The NCAA, college sports' governing body that can't even govern itself, has announced via a press release that it won't be renewing its contract with Electronic Arts for the NCAA Football series of college football video games. EA currently has an exclusive licensing agreement with the NCAA, but that expires in June 2014.
The press release said:
The NCAA has made the decision not to enter a new contract for the license of its name and logo for the EA Sports NCAA Football video game. The current contract expires in June 2014, but our timing is based on the need to provide EA notice for future planning. As a result, the NCAA Football 2014 video game will be the last to include the NCAA's name and logo. We are confident in our legal position regarding the use of our trademarks in video games. But given the current business climate and costs of litigation, we determined participating in this game is not in the best interests of the NCAA.
The NCAA has never licensed the use of current student-athlete names, images or likenesses to EA. The NCAA has no involvement in licenses between EA and former student-athletes.

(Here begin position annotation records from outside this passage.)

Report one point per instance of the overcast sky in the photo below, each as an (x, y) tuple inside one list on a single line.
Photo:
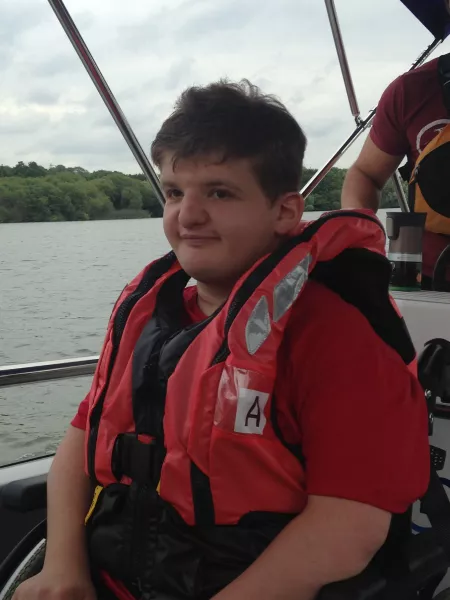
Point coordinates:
[(150, 50)]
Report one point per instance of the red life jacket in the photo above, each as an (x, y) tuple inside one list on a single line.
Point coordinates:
[(191, 409)]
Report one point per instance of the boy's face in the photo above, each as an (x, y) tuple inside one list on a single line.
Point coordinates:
[(218, 220)]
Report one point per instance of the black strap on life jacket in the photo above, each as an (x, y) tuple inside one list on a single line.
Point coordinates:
[(444, 78)]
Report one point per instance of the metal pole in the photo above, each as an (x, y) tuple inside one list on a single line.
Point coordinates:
[(340, 49), (321, 173), (47, 371), (103, 89)]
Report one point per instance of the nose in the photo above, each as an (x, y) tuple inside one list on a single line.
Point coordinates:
[(193, 211)]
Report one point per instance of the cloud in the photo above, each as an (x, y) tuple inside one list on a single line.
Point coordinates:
[(148, 53)]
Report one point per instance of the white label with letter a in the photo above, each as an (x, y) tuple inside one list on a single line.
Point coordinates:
[(250, 416)]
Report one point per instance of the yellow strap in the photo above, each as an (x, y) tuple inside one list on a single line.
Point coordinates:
[(95, 497), (98, 490)]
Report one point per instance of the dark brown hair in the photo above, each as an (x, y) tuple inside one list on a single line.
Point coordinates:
[(235, 120)]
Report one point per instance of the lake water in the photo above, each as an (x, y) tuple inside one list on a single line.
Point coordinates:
[(58, 284)]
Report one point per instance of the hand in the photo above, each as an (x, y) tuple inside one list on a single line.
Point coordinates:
[(56, 585)]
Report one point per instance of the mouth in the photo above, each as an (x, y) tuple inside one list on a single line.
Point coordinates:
[(198, 240)]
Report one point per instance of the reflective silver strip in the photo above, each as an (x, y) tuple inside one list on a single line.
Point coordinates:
[(288, 289), (258, 326), (404, 257)]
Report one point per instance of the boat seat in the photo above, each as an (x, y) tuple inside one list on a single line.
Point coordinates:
[(25, 494)]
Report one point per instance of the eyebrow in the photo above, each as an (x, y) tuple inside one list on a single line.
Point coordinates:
[(212, 183), (222, 183), (166, 184)]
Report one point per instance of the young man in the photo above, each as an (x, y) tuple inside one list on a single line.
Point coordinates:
[(241, 432), (410, 115)]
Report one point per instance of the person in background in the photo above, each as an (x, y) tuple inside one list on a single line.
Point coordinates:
[(412, 120), (248, 437)]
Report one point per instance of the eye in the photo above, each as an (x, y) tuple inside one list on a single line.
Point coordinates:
[(221, 194), (173, 194)]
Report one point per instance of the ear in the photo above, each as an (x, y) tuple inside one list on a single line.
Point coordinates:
[(290, 209)]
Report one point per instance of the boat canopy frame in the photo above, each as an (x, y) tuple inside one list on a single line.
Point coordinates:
[(435, 16)]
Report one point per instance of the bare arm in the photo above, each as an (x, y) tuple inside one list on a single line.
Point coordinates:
[(68, 492), (367, 176), (333, 539), (66, 574)]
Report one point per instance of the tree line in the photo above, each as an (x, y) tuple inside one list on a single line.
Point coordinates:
[(30, 192)]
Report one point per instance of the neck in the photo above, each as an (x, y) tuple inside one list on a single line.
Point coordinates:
[(211, 297)]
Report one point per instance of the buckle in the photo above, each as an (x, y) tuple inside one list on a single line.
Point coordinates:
[(135, 457)]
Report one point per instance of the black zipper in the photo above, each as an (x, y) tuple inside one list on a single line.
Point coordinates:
[(156, 270)]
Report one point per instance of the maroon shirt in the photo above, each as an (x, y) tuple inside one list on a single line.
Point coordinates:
[(410, 114)]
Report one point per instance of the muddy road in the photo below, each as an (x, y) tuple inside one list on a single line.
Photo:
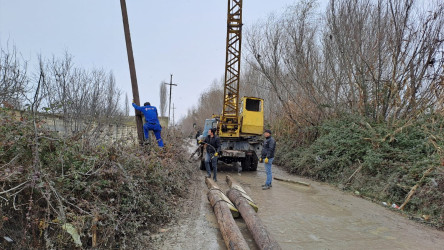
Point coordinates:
[(299, 217)]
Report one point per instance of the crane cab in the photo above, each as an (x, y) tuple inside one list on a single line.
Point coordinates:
[(252, 116)]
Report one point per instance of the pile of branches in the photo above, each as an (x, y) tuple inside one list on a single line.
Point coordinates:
[(63, 193), (401, 164)]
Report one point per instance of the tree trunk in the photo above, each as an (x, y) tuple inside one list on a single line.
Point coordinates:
[(213, 186), (230, 232), (261, 236)]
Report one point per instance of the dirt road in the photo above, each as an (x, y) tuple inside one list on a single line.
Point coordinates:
[(299, 217)]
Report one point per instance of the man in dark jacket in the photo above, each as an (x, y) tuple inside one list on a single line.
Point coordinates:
[(212, 143), (152, 122), (267, 156)]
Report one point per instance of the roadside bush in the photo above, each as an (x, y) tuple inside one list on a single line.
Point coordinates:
[(389, 160), (63, 193)]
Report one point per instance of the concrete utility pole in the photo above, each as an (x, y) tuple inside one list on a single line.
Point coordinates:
[(171, 85), (173, 114), (135, 88)]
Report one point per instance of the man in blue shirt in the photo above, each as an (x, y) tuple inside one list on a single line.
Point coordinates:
[(152, 122)]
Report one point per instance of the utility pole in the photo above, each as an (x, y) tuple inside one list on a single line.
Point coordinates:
[(169, 105), (135, 88), (173, 114)]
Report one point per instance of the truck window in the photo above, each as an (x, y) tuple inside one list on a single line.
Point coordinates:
[(253, 105)]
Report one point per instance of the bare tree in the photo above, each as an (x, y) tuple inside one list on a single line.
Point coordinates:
[(13, 78)]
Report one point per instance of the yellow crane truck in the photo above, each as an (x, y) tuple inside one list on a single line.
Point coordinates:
[(240, 125)]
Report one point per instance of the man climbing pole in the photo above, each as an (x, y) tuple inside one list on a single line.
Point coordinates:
[(152, 122)]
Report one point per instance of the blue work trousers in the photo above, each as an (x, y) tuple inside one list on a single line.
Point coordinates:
[(268, 171), (213, 163), (156, 128)]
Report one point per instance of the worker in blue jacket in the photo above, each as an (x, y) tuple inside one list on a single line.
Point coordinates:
[(152, 122)]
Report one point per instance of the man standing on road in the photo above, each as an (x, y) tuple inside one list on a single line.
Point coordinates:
[(152, 122), (267, 156), (212, 143)]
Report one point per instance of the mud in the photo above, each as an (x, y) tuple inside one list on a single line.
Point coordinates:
[(299, 217)]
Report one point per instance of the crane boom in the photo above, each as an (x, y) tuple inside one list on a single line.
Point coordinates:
[(230, 115)]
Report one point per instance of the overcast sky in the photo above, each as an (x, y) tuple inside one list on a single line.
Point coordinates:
[(185, 38)]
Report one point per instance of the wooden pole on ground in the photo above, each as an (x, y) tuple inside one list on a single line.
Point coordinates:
[(261, 236), (230, 232)]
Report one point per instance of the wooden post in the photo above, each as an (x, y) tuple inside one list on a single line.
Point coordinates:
[(230, 232), (132, 68), (213, 186), (261, 236)]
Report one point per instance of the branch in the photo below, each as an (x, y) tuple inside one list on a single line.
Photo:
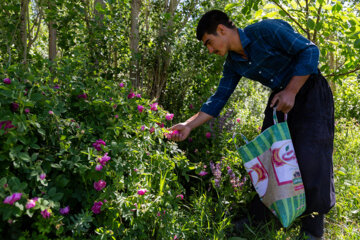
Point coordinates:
[(317, 21), (31, 41), (307, 18), (290, 17), (192, 7), (341, 74)]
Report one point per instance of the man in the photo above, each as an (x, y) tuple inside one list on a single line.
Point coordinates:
[(272, 53)]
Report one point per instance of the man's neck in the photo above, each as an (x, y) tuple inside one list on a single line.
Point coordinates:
[(236, 45)]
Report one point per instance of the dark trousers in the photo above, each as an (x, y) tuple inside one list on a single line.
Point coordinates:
[(311, 125)]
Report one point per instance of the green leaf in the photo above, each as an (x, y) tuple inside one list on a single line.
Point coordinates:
[(310, 24), (24, 156), (357, 43), (337, 7)]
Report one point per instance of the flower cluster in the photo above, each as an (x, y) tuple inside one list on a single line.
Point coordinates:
[(7, 125), (65, 210), (7, 80), (216, 170), (98, 143), (171, 134), (235, 181), (99, 185), (84, 96), (31, 203), (96, 208)]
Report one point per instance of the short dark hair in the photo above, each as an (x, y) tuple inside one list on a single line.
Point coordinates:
[(209, 22)]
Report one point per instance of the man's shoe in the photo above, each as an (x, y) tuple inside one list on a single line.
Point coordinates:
[(239, 225), (308, 236)]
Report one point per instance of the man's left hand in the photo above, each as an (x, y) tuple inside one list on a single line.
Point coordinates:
[(284, 101)]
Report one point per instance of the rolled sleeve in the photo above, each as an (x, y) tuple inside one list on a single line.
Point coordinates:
[(227, 85), (283, 37)]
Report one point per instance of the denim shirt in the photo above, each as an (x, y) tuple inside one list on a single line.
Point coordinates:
[(275, 54)]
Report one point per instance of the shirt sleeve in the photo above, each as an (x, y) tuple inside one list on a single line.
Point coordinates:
[(280, 35), (227, 85)]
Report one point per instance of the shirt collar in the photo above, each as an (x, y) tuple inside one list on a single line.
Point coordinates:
[(244, 42)]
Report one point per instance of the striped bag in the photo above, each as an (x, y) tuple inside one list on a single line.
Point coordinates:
[(271, 162)]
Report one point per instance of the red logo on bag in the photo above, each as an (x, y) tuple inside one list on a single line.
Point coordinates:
[(260, 171), (287, 156)]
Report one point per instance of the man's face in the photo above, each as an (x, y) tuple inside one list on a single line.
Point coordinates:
[(216, 44)]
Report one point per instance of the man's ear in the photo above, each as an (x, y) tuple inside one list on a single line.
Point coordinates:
[(221, 29)]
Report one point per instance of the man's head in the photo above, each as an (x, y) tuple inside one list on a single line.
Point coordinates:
[(213, 29)]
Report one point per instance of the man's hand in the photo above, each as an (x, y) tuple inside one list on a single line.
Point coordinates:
[(183, 132), (284, 101)]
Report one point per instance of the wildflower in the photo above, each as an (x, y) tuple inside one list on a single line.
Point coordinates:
[(98, 167), (6, 124), (142, 191), (42, 176), (98, 143), (103, 160), (96, 208), (14, 106), (13, 198), (134, 209), (169, 116), (84, 96), (46, 213), (65, 210), (160, 125), (208, 135), (7, 81), (131, 95), (31, 203), (140, 108), (153, 107), (202, 173), (171, 134), (180, 196), (99, 185)]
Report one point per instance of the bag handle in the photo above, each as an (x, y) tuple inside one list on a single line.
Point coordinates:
[(275, 122), (275, 116)]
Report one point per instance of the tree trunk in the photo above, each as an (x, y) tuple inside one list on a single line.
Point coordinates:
[(52, 40), (23, 33), (134, 43), (163, 59)]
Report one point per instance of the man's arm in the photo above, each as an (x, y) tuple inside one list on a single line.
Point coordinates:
[(185, 128)]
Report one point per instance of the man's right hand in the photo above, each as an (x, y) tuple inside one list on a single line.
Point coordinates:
[(183, 132)]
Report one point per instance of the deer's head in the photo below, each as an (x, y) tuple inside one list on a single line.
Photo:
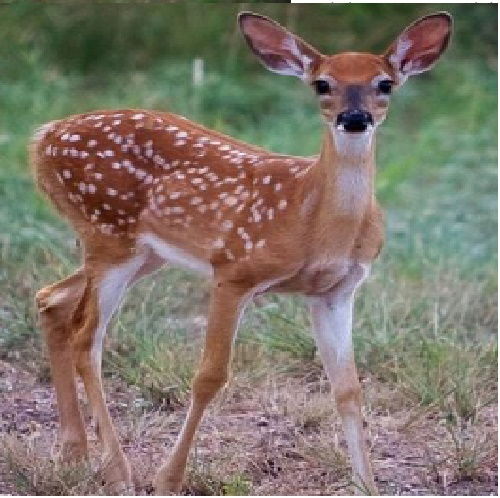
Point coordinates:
[(353, 88)]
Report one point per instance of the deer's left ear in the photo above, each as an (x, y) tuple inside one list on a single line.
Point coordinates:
[(420, 45), (279, 50)]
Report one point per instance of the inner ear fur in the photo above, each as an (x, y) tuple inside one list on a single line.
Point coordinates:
[(420, 45), (277, 48)]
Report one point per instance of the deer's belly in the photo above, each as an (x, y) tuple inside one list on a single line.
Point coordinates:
[(316, 278)]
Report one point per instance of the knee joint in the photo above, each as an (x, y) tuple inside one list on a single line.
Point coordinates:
[(348, 400), (206, 384)]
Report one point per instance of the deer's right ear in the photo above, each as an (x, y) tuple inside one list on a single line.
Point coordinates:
[(278, 49)]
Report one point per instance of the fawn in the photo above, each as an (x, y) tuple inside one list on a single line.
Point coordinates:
[(145, 188)]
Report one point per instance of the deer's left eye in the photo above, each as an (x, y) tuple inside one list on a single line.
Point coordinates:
[(322, 87), (385, 86)]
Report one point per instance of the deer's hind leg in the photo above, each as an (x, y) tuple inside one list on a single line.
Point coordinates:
[(105, 288), (58, 307)]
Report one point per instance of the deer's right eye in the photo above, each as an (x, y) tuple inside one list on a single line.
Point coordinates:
[(322, 87)]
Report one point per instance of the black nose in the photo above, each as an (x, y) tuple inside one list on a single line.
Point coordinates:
[(354, 120)]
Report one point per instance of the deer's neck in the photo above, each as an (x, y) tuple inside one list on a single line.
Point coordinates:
[(346, 167)]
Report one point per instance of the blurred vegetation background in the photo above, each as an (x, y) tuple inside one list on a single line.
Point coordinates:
[(425, 321)]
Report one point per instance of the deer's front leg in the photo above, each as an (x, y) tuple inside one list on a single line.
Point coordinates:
[(226, 306), (332, 326)]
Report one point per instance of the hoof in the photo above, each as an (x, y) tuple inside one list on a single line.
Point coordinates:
[(166, 483), (70, 451)]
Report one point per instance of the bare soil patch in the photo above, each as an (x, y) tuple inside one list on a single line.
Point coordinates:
[(281, 437)]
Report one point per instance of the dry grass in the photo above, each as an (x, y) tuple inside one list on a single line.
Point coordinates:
[(33, 472)]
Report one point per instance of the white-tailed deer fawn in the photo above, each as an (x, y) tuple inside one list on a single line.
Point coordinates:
[(145, 188)]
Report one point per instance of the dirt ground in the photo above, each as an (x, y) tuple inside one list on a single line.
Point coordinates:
[(283, 436)]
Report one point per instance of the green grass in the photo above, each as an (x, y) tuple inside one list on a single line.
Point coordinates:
[(425, 322)]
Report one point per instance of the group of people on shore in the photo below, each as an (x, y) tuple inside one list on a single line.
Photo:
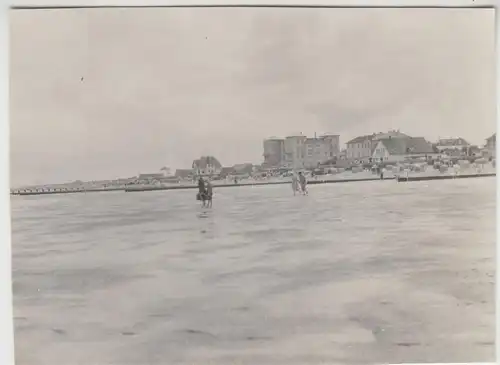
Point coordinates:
[(205, 188), (205, 192), (299, 183)]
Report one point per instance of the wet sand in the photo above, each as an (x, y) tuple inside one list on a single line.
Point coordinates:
[(353, 273)]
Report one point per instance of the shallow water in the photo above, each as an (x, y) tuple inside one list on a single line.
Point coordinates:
[(364, 272)]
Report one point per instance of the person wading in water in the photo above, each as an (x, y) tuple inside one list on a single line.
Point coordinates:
[(303, 183), (295, 184), (209, 194), (201, 191)]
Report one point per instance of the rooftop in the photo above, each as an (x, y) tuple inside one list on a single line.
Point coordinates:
[(401, 146)]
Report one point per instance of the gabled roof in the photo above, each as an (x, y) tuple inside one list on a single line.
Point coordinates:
[(402, 146), (151, 176), (493, 137), (452, 142), (204, 161), (360, 139), (183, 172)]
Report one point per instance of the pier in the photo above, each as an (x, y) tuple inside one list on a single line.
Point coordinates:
[(52, 191), (441, 177), (132, 189)]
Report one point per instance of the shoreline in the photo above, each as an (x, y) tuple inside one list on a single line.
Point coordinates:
[(442, 177), (311, 182), (143, 188)]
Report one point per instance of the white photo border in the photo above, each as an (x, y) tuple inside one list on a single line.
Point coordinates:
[(6, 310)]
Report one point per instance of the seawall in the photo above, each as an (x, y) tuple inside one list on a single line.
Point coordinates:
[(441, 177)]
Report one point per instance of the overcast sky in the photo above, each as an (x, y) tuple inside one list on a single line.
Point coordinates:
[(163, 86)]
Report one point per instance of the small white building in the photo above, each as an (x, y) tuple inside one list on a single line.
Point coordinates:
[(452, 144), (206, 166), (400, 149), (361, 148)]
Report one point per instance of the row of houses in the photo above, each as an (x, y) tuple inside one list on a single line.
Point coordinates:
[(300, 151), (394, 146)]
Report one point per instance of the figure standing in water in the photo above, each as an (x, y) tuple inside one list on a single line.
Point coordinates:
[(295, 184), (209, 194), (201, 191), (303, 183)]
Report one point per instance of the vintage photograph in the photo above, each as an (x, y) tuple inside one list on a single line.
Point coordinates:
[(253, 185)]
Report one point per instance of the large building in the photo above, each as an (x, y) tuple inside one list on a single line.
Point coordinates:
[(361, 148), (274, 151), (299, 151), (400, 149), (206, 166), (452, 144)]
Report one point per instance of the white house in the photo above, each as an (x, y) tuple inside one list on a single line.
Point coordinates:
[(400, 149), (452, 144), (206, 166), (361, 148)]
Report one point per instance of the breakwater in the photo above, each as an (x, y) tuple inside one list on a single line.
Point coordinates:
[(144, 188), (441, 177), (133, 189), (52, 191)]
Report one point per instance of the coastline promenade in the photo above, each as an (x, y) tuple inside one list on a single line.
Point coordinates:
[(314, 181)]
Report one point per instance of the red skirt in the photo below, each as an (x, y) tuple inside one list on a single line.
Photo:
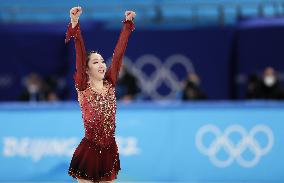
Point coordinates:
[(95, 163)]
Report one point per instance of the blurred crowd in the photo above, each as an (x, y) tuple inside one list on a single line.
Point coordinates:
[(264, 86)]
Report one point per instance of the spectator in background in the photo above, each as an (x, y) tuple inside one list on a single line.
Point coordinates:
[(192, 89), (35, 89), (253, 88), (268, 87), (126, 89)]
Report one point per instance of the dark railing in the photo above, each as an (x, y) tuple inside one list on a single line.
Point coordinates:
[(191, 13)]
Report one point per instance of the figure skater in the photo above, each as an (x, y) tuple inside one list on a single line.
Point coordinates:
[(96, 159)]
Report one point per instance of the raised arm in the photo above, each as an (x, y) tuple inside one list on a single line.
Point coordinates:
[(80, 76), (128, 27)]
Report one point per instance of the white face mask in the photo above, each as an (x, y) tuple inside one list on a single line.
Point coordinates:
[(269, 80)]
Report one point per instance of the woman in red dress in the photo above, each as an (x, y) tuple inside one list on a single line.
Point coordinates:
[(96, 158)]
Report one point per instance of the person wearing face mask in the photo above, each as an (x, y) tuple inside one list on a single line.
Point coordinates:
[(192, 90), (96, 159), (270, 86), (34, 89)]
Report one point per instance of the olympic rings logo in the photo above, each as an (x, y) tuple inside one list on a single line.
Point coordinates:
[(152, 73), (234, 150)]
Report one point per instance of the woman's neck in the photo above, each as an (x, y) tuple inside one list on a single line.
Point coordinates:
[(95, 83)]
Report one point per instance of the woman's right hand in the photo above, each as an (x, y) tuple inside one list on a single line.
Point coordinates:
[(75, 13)]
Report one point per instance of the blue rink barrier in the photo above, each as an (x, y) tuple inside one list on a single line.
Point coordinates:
[(179, 142)]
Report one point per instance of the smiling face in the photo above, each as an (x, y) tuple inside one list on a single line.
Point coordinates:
[(96, 66)]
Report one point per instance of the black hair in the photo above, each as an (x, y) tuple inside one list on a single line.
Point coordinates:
[(89, 54)]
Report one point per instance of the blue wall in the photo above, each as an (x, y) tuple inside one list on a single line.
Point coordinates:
[(194, 142), (160, 58)]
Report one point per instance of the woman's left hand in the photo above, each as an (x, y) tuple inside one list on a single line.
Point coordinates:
[(130, 15)]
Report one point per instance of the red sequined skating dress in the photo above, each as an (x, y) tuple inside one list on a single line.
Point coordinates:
[(96, 158)]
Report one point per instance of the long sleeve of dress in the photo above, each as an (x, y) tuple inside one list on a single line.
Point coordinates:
[(113, 71), (80, 76)]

Member colleges and universities license their own trademarks and other intellectual property for the video game. They will have to independently decide whether to continue those business arrangements in the future.
There's a lot of commotion around college sports that the NCAA should pay college football players, since the players are the ones responsible for universities raking in millions of dollars. And when former student athletes -- and current ones, as well -- have their likeness used in games (not their names, though), lawsuits happen. Much like the one former Rutgers quarterback Ryan Hart (2002-2005) who claims that EA made money off of his likeness.